The case of the peasants is more interesting, and deserves a somewhat more detailed notice. The peasants formed a class apart, untouched by the influence of Western civilization. This fact was recognized by the legislators of 1864, and beneath the statutory tribunals created in that year the special courts of the peasants were suffered to survive. These were indeed but a few years older.

Up to 1861, the date of the emancipation, the peasant serfs had been under the patrimonial jurisdiction of their lords. The edict of emancipation abolished this jurisdiction, and set up instead in each volost a court particular to the peasants, of which the judges and jury, themselves peasants, were elected by the assembly of the volost (volostnoy skhod) each year. In these courts the ordinary written law had little to say; the decisions of the volost courts were based on the local customary law. The justice administered in them was patriarchal and rough, but not ineffective. All civil cases involving less than 100 roubles value were within their competence, and more important cases by consent of the parties. They acted also as police courts in the case of petty thefts, breaches of the community and the like. They were also charged with the maintenance of order in the mir and the family, punishing infractions of the religious law, husbands who beat their wives, and parents who ill-treated their children.

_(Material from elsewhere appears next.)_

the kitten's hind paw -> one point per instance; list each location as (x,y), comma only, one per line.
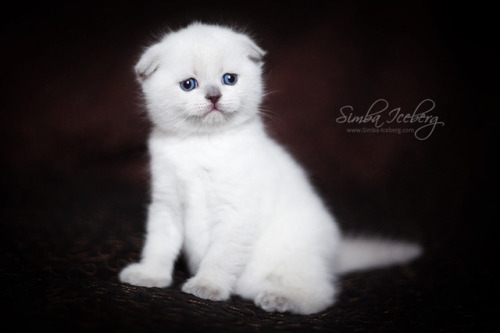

The penalty of flogging, preferred by the peasants to fine or imprisonment, was not unknown. The judges were, of course, wholly illiterate, and this tended to throw the ultimate power into the hands of the clerk (pisar) of the court, who was rarely above corruption.

The peasants are not compelled to go to the volost court. They can apply to the police commissaries (stanovoi) or to the justices of the community; but the great distances to be traversed in a country so sparsely populated makes this course highly inconvenient. On the other hand, from the volost court there is no appeal, unless it has acted ultra vires or illegally. In the latter case a court of cassation is provided in the district committee for the affairs of the peasants, which has superseded the assembly of arbiters of the community (mirovye posredniki) established in 1866.